Attack of the Killer Non-Fiction

I've gone off fiction. That is a sweeping statement, so perhaps I should hedge my bets and clarify a little. I've gone of gritty, realistic fiction; set in the real world, with tight storylines, credible characters and tragedy anticipated in every page. They do not have the grip that I could rely on to be evoked by such works. I say this as someone who consumed Tom Clancy popcorn by the thousand page load.

My taste is developing a more escapist bent. I wish to read more alien works, things that are so distant from Earth that they become avenues to open the mind, not to explore the grim steps of mans mortal path. I suspect that JRR Tolkien is partially to blame, but I have had a strong interest in science fiction for a long time, and having last year read a huge pile of Drizzt et al, the trend has perhaps been accelerating. It will be a matter of finding the right quality of fantasy and science fiction writers.

The gap has been filled by non-fiction for now. For the first time in a long time, the UN Security Council, and institution I used to be obsessed with as a geeky MUNer has regained some interest for me, and I have been putting the vast archives of HKU to good use to supply me with some materials to build up my understanding of its role, decisions, actors, informal organisation and limitations again. The Public International Law course at Kings actually turned out to be of some use, as what could have been a demanding text which fuses many concepts of international law and institutional practice is instead quite easy sailing.

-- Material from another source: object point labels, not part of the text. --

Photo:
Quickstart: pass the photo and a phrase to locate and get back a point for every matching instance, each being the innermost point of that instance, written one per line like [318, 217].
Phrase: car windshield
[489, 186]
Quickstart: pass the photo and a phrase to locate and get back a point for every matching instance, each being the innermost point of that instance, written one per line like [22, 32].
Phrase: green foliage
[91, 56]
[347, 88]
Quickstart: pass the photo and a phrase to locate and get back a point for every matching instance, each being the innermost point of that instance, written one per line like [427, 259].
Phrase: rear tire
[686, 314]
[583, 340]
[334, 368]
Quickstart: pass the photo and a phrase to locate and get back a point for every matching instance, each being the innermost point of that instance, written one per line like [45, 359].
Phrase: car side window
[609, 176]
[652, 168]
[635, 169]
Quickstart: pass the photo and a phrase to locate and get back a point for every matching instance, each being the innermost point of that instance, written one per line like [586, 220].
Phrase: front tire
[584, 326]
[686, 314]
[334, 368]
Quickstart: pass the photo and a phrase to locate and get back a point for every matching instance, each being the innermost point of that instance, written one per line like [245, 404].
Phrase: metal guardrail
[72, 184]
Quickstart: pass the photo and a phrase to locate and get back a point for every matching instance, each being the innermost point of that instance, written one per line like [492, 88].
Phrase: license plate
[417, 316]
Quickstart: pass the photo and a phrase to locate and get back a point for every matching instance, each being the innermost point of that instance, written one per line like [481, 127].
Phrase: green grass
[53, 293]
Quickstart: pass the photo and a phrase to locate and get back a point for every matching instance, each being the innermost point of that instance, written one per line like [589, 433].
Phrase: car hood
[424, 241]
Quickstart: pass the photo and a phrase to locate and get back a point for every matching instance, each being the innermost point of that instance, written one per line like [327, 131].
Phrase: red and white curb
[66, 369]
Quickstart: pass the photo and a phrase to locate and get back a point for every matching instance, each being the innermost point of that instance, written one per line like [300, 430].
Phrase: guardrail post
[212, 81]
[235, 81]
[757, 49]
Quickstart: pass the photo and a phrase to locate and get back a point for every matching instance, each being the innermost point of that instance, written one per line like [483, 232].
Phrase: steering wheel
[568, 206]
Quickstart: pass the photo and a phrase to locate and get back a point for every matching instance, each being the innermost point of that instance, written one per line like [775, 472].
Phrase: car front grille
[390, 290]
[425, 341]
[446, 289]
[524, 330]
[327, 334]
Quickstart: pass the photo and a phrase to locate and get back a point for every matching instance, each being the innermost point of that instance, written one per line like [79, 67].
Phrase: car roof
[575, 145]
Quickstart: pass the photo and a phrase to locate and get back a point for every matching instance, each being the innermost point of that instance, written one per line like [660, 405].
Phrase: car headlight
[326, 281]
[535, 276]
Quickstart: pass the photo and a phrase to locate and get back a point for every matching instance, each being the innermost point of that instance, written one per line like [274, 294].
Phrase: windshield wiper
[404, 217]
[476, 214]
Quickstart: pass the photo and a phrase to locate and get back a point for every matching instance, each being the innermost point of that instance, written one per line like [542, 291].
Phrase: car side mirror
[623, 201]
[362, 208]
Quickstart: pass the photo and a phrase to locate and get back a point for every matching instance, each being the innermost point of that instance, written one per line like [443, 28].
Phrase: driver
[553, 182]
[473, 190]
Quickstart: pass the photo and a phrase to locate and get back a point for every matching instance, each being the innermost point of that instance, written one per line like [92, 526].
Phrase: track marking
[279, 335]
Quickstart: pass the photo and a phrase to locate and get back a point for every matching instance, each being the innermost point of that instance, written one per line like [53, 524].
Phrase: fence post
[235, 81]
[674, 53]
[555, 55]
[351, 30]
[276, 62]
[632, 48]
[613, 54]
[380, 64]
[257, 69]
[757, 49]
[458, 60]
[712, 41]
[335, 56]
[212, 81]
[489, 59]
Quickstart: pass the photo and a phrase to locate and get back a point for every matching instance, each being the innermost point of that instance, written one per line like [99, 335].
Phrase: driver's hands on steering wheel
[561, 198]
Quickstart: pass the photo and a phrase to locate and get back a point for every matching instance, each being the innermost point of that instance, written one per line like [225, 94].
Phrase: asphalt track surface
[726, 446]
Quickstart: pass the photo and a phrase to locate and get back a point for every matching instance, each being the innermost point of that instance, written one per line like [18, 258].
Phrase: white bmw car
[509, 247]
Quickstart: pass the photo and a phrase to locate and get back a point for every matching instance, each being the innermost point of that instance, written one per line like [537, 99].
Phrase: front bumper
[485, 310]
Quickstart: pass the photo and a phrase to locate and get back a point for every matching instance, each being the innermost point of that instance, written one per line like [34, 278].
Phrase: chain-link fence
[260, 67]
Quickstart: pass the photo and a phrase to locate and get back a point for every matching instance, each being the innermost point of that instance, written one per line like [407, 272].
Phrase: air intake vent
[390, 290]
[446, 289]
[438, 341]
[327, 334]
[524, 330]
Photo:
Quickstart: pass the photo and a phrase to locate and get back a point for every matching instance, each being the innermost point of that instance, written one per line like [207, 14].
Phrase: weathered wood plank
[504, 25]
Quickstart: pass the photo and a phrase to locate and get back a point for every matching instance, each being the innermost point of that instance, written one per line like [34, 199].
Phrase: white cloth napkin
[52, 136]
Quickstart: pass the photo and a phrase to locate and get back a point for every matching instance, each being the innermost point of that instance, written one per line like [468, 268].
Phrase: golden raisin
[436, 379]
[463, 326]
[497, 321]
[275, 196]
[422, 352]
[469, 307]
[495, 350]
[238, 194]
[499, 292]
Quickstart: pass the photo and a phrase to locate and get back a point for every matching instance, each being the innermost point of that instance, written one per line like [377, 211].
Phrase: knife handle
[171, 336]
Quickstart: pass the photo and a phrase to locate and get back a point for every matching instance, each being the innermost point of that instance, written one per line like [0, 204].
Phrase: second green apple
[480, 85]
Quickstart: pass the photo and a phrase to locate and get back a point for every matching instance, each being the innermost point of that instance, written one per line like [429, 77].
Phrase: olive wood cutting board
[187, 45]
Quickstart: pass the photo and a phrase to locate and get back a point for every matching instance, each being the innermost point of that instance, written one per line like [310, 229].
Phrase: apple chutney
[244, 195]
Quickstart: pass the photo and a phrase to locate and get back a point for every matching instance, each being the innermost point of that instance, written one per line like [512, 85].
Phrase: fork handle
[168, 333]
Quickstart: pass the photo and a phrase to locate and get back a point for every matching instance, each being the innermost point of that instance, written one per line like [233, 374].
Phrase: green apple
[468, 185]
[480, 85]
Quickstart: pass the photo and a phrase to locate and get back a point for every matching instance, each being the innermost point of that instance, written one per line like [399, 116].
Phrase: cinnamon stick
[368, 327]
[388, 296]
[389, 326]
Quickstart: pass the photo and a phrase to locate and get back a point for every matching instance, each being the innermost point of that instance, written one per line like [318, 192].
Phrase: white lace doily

The other alternative that I have been contemplating is a return to philosophy. I spent a long time in the second year, especially at its end in reading what are the fundamental works. I worked my way through a substantial chunk of Plato's dialogues, and though I wouldn't pretend to remember them, I had the foresight to take, and hang on to, decent notes, which makes the dialogues substantially more accessible to me then they would have been otherwise at the second time around. I'm not entirely sure I'll return to philosophy, but I may be inclined that way, and I shall see as it were whether I go that way again or not.